Here’s everything you need to know…
Important due dates
January 15 2020: 4th quarter estimated taxes for 2019
- July 15 2020
April 15 2020:
- Final 2019 taxes due
- 1st quarter 2020 estimated taxes
- June 15: 2nd quarter 2020 estimated taxes
- September 15: 3rd quarter 2020 estimated taxes
- January 15 2021: 4th quarter 2020 estimated taxes
Pay taxes via credit card: Background
Here is key information you’ll need to know about paying taxes with credit or debit cards:
Credit card fee 1.87% to 1.99% (or 2.5%): The IRS maintains a list of companies that accept credit and debit cards towards tax payments. You can find the current information by clicking here. Currently there are three separate payment processing companies on the list. At the time of this writing, debit card fees range from $2 to $3.95 per transaction and credit card fees range from 1.87% to 1.99%. Alternatively, you can pay taxes via the Plastiq Bill Pay service, but that will cost you more: 2.5%.
Two payment limit (per processor): The IRS maintains a table of frequency limits for paying taxes via credit or debit card (found here). In general, they say you can make up to two payments per tax period per type of tax payment. For example, you can make 2 payments every quarter to your quarterly estimated taxes, and you can make 2 payments every year to your annual taxes. Important: In my experience, these limits are enforced per payment processing company. That means that you can really make up to 6 payments per tax period per type of tax payment (or more if you make Plastiq bill payments as well). An IRS advisor I spoke with several years ago did not think that there would be any problem with making more than 2 payments by using different processors. Since then, I have made more than 2 payments per tax period many times and never had any issues. That is, of course, just my own personal experience. I can’t guarantee that your outcome would be the same.

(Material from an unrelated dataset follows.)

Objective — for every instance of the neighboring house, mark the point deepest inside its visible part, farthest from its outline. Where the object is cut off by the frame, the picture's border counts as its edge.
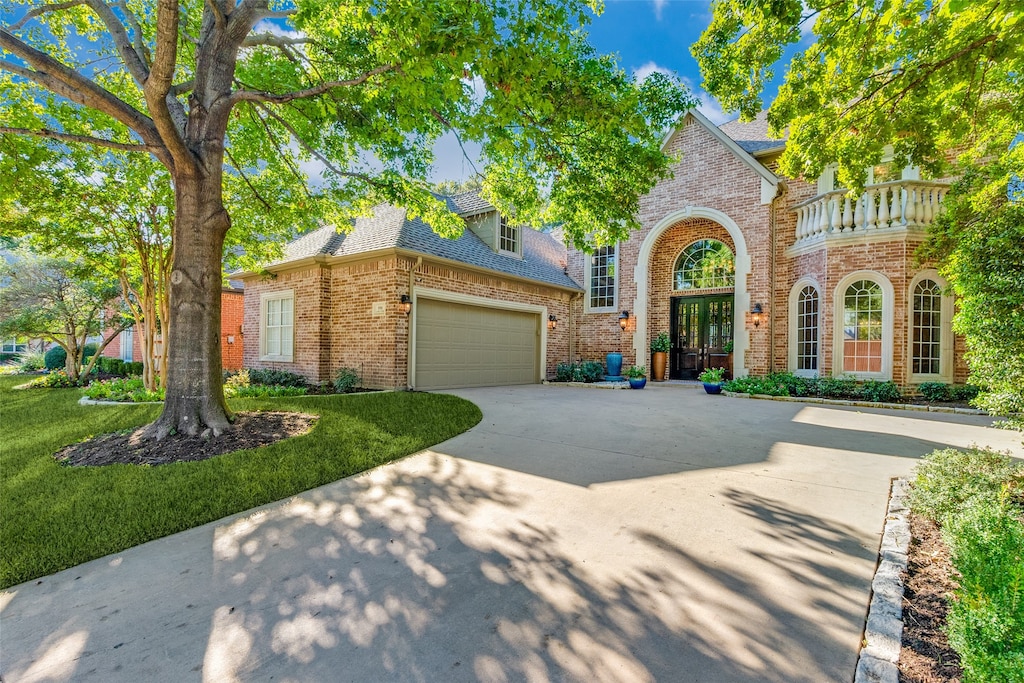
(799, 276)
(478, 305)
(128, 344)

No cash advance fees: I’m often asked whether credit card companies charge cash advance fees when paying taxes by credit card. The answer is no. All three payment processors agree (via their FAQ pages) that the payment is treated as a purchase not a cash advance. You can find FAQ info here, here, and here.
Unlimited payments via Plastiq: If you’re willing to incur slightly higher fees, you can make an unlimited number of tax payments via the Plastiq bill pay service. Plastiq usually charges 2.5% to pay bills (including taxes) via credit card, but they occasionally offer lower fees via short term promotions. For details, please see: Plastiq Bill Payment Service.
To pay taxes via Plastiq, use Plastiq’s tax payment screen: plastiq.com/us-taxes.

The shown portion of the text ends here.